Our Story

Everyone knows the now outdated statistic that 90% of restaurants close within their first year.  But the reality behind that old wives’ tale is that pretty close to 25% – 1 in 4 – are shutting down within the first year.  I was a partner in a restaurant for five years.  During our first six months the restaurant was booming–but we weren’t seeing any of that success translating to our bottom line!

We were watching labor, we knew what our variable and fixed costs were, and we thought we had our food costs under control.  Like most chefs and restaurateurs opening up their first place we put pen to paper for quick estimates on costing out each of our recipes and plate costs based off of our invoices from purchases.  From there we established initial prices and put our menu together.  As we updated our recipe spreadsheets we saw that our food costs were upwards of 40% – how did our food cost get so out of line?!  The process was arduous and time consuming – there had to be a better way!

The way we started seemed reasonably efficient and effective but as time goes on, things don’t stay the same.  Prices of ingredients fluctuate, you change which vendors you make purchases from, menus change and sometimes so do portion sizes among other things.

Everything in the restaurant world affects the razor-thin margins that we operate on.  If you don’t stay on top of every detail, that’s money slipping right out of your hands.  There were tools to help us operate at the margins we were aiming for but the only things that fell within our price range were archaic, too rigid, or just flat confusing.

Everything in the restaurant world affects the razor-thin margins that we operate on.

Most of the products out there were geared towards larger operations and restaurant chains who could afford the installation, setup, and monthly fees associated with the software into their annual budget.  I watched my business partner–and head chef–spend hours updating spreadsheets to give us a better glimpse of our true margins. A process that had to be repeated endlessly as our costs changed.

As a programmer and a partner in the restaurant, I knew there had to be a better way.  I started to work on the side on a program that would allow the restaurant to watch the margins without being bogged down in the paperwork.  Something that could track the ingredient costs from all of our vendors, use those costed ingredients to build out standardized recipes, and to track the cost of the finished menu items that we were selling.

Even the first useable version of the program provided immediate benefits!  We would get deliveries from our vendors and quickly update the prices of ingredients from the invoices in minutes.

Additionally, we had detailed recipes for all the sub recipes that went into making everything on our menu – so now we had recipes for our new cooks (and our veteran cooks) to go off of when prepping, and now could easily hold them accountable for making every recipe the same way, every time whether it was a final plated item or a Chipotle Aioli from the prep station.  We had also combined our sub recipes with raw ingredients to make all of our final menu recipes, which we could plug in the price we were looking to charge and see if it fell within our desired margins.  Just with implementing this new program and getting everyone involved, we were able to see where we had made mistakes with pricing our menu, and able to quickly change them, as well as head them off before they were an issue whenever we wanted to add on something new!
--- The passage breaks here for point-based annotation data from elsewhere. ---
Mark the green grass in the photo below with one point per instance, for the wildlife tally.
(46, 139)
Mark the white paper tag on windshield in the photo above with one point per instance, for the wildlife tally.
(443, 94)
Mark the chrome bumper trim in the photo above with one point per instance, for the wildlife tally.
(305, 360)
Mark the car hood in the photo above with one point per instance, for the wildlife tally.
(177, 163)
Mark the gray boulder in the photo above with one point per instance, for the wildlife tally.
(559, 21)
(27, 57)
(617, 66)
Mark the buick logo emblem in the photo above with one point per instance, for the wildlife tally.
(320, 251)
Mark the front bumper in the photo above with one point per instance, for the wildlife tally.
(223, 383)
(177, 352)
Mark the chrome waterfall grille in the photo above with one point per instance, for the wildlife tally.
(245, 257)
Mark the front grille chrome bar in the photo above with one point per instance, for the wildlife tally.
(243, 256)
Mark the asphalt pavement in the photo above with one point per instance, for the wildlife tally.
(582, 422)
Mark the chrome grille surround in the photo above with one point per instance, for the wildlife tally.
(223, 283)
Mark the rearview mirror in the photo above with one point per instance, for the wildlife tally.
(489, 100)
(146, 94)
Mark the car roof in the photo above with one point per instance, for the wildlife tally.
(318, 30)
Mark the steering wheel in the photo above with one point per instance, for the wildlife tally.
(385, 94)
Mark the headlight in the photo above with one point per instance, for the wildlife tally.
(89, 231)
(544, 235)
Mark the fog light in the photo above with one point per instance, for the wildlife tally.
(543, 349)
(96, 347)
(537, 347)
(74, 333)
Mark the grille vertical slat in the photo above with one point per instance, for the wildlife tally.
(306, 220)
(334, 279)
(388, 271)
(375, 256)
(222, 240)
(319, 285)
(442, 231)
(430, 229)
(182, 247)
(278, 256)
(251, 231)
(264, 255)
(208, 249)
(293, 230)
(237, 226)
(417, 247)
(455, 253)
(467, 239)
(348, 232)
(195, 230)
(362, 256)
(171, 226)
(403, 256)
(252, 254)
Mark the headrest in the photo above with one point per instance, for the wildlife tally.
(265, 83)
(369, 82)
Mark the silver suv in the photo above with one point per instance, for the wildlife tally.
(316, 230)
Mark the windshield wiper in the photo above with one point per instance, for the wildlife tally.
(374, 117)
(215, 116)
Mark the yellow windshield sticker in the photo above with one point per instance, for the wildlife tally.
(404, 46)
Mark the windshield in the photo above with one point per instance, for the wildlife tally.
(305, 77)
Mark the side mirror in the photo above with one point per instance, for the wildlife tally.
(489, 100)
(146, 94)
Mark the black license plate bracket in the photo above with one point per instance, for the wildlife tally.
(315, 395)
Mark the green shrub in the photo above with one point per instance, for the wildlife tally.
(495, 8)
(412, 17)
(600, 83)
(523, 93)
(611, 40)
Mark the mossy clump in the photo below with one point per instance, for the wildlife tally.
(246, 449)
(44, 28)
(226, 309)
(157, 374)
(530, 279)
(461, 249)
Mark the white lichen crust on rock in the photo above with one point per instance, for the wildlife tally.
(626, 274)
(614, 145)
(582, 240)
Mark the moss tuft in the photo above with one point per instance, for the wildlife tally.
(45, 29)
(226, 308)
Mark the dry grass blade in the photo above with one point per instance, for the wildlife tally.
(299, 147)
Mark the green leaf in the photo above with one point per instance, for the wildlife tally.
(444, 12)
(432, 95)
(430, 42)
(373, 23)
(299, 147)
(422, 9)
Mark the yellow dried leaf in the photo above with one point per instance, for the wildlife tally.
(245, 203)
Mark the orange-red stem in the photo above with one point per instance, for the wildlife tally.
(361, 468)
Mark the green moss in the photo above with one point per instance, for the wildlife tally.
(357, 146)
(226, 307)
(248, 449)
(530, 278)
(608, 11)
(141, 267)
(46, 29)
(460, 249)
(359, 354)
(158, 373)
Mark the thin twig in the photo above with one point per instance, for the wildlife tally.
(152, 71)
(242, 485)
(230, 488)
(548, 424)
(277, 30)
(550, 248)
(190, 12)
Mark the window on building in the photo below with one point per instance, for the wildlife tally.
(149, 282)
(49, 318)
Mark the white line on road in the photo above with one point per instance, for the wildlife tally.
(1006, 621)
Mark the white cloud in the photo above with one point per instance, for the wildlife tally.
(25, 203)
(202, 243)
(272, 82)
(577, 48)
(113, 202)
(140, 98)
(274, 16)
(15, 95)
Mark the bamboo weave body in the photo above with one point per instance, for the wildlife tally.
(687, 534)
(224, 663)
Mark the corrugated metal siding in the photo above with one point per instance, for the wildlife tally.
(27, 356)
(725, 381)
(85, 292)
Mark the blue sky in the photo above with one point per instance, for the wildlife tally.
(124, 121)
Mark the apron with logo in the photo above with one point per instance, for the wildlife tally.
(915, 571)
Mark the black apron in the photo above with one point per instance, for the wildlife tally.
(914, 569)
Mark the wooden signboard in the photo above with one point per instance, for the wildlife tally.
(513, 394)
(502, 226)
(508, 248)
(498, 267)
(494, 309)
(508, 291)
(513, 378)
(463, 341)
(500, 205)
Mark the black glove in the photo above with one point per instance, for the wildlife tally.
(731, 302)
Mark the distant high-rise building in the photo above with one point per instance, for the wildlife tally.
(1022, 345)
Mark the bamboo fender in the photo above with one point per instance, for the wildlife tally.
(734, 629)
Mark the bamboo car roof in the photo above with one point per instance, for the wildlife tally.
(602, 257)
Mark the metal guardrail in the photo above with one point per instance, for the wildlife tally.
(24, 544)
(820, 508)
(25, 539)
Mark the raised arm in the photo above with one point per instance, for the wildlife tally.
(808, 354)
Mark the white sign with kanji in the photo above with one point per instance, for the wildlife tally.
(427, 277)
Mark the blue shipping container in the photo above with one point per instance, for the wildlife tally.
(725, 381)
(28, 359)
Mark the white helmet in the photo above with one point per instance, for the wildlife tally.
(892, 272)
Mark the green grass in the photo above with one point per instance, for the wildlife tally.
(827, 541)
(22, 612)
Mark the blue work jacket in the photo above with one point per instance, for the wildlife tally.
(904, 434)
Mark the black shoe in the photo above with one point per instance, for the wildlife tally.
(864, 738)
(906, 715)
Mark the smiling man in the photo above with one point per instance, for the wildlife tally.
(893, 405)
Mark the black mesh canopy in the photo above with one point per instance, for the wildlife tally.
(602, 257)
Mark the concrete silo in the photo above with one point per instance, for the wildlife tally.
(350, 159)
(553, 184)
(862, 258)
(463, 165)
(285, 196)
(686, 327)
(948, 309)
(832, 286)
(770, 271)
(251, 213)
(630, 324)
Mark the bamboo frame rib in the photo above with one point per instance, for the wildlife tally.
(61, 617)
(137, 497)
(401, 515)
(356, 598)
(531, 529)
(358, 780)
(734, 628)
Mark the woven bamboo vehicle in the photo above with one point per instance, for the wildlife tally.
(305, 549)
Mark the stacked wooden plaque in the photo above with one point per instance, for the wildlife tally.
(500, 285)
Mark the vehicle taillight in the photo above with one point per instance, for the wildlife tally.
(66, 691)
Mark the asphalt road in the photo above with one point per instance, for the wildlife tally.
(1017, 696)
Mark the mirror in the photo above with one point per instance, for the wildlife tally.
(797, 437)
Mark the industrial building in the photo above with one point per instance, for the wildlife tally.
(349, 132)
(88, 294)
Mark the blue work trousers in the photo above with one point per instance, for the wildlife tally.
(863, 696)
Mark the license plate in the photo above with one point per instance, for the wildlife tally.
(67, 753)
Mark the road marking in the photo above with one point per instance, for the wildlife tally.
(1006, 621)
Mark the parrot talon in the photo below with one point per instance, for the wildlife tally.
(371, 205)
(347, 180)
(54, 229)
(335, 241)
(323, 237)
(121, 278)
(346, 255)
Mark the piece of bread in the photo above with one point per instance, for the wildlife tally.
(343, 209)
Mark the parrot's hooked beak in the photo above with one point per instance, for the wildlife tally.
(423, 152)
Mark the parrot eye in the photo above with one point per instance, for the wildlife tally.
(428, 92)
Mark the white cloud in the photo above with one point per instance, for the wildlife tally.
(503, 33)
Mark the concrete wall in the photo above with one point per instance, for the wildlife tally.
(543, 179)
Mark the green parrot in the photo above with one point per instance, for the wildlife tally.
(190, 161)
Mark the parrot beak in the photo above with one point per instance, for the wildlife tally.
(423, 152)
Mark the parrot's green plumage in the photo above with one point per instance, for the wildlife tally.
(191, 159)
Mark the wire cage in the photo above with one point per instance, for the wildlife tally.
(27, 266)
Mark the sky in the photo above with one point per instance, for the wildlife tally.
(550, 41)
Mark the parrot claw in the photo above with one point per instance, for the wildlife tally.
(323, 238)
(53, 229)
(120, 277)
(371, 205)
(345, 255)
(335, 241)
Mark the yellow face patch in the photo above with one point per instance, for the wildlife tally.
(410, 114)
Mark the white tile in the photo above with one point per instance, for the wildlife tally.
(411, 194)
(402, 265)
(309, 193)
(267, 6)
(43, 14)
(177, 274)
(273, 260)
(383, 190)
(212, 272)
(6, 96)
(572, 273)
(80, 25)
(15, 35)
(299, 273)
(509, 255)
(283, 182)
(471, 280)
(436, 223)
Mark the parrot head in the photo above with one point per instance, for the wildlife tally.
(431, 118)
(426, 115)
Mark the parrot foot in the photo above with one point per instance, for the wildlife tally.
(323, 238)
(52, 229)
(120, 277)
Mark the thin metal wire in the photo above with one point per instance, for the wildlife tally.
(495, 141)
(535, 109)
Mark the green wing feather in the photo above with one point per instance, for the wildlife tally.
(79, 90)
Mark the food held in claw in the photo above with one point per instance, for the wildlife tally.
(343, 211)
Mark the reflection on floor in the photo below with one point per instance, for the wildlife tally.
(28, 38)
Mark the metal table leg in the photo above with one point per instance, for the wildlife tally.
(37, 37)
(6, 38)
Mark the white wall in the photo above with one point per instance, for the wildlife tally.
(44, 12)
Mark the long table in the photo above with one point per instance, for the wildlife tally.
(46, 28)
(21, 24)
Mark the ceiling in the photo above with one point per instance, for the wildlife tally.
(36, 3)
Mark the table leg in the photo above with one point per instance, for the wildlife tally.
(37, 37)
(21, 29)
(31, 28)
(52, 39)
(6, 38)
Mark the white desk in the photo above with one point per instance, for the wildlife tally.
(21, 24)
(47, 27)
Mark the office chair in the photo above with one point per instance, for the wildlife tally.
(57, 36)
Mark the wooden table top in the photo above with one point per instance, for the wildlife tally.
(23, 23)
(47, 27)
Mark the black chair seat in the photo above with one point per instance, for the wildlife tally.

I figured “why stop there”, so our bar manager started to use the program for all of the bar costs – the bar’s purchases as well as the syrups, mixes, and infusions we used.  ChefHub (un-named at the time) was a game changer – the new data was saving our business!

After our own success using ChefHub, we decided to continue developing it into something that other restaurants could use.  That is how ChefHub got started.  Our goal from the beginning was to make sure that we have an industry leading product, priced so that any restaurant – small “mom & pop” to the largest chains – could use.

That’s how ChefHub was developed: a need for a reasonably priced recipe costing system that worked well for businesses large and small.  It helped us wrangle our costs and turn a profit and it can do the same for you!